We'll use a simple training loop and compute accuracy + macro F1 on validation data.


In [None]:
def train_epoch(model, dl, optim, criterion, device):
    model.train()
    total_loss = 0.0
    for x, y in dl:
        x = x.to(device); y = y.to(device)
        optim.zero_grad()
        logits, _ = model(x)
        loss = criterion(logits, y)
        loss.backward()
        optim.step()
        total_loss += loss.item() * x.size(0)
    return total_loss / len(dl.dataset)

def evaluate(model, dl, device):
    model.eval()
    ys, ypreds = [], []
    with torch.no_grad():
        for x, y in dl:
            x = x.to(device)
            logits, _ = model(x)
            preds = torch.argmax(logits, dim=1).cpu().tolist()
            ys.extend(y.tolist())
            ypreds.extend(preds)
    acc = sum(1 for a,b in zip(ys, ypreds) if a==b) / len(ys)
    f1 = f1_score(ys, ypreds, average='macro')
    return acc, f1


## Quick training run (GRU + Attention) — tiny run to demonstrate flow

We train for a few epochs on the tiny synthetic dataset so you can see loss dropping and get attention visualizations. This is just a demonstration; real-world runs need more data and tuning.


In [None]:
device = torch.device('cuda' if torch.cuda.is_available() else 'cpu')
model = BaseRNNClassifier(rnn_type='gru', vocab=20, emb_dim=32, hidden=64, bidir=False, use_attention=True, num_classes=2).to(device)
optim = torch.optim.Adam(model.parameters(), lr=1e-3)
criterion = nn.CrossEntropyLoss()

for epoch in range(1, 6):
    t0 = time.time()
    train_loss = train_epoch(model, train_dl, optim, criterion, device)
    val_acc, val_f1 = evaluate(model, val_dl, device)
    print(f'Epoch {epoch} train_loss={train_loss:.4f} val_acc={val_acc:.4f} val_f1={val_f1:.4f} time={(time.time()-t0):.2f}s')

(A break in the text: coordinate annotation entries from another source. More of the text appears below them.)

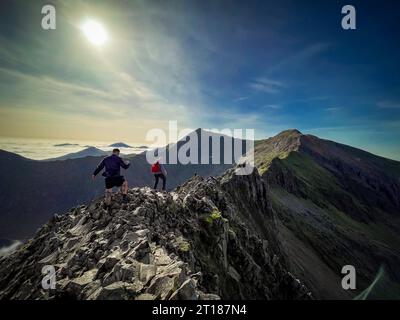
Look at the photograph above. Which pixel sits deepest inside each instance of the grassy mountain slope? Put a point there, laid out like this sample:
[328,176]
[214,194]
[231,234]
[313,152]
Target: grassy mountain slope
[336,205]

## Visualizing attention weights for a sample

We pick one sample from the test set, run the model, and plot attention weights across the sequence. This shows what the attention mechanism focused on.


In [None]:
# get a batch and visualize the first sample
model.eval()
x_batch, y_batch = next(iter(test_dl))
x0 = x_batch[0:1].to(device)
logits, weights = model(x0)
pred = logits.argmax(dim=1).item()
weights = weights[0].cpu().numpy()  # (seq_len,)
seq = x0[0].cpu().numpy()

print('true label:', y_batch[0].item(), 'pred:', pred)
plt.figure(figsize=(8,2))
plt.plot(weights, marker='o')
plt.title('Attention weights across time (higher = more attended)')
plt.xlabel('time step')
plt.ylabel('attention weight')
plt.grid(True)
plt.show()

# print sequence with weights for inspection
print('tokens:', seq.tolist())
print('attn  :', [float(f'{w:.3f}') for w in weights.tolist()])

---
## Notes, tips, and practical takeaways

- **Why `fc`?** RNN/LSTM/GRU output vector representations. `fc` maps representation → task space (classes, regression values, vocab logits). Without it there's no supervision signal that matches labels.  
- **Attention is cheap and interpretable** for many sequence classification tasks. Use additive (Bahdanau) attention for simplicity. Dot-product attention is slightly faster when dims align.  
- **Bi-directional RNNs (BiLSTM / BiGRU)** read sequence forward and backward and concatenate outputs. They give richer per-step features but require access to full sequence (not streaming).  
- **GRU vs LSTM vs RNN**: GRU is a lighter LSTM (fewer gates), often a good default. LSTM has separate cell state for longer memory. Vanilla RNNs rarely match LSTM/GRU on long sequences due to vanishing gradients.  
- **MultiHeadAttention**: usually better used when you remove recurrence (Transformers) or when you want dense pairwise interactions; it's quadratic in time and often redundant when used with recurrent layers.  
- **Metrics**: prefer macro-F1 for imbalanced classes. Accuracy is misleading for skewed data.  
- **Next steps**: add masking for variable-length sequences, compare BiGRU/BiLSTM, add dropout, tune hidden sizes, train on a real dataset (UCI HAR or an NLP dataset) and visualize attention across classes.
---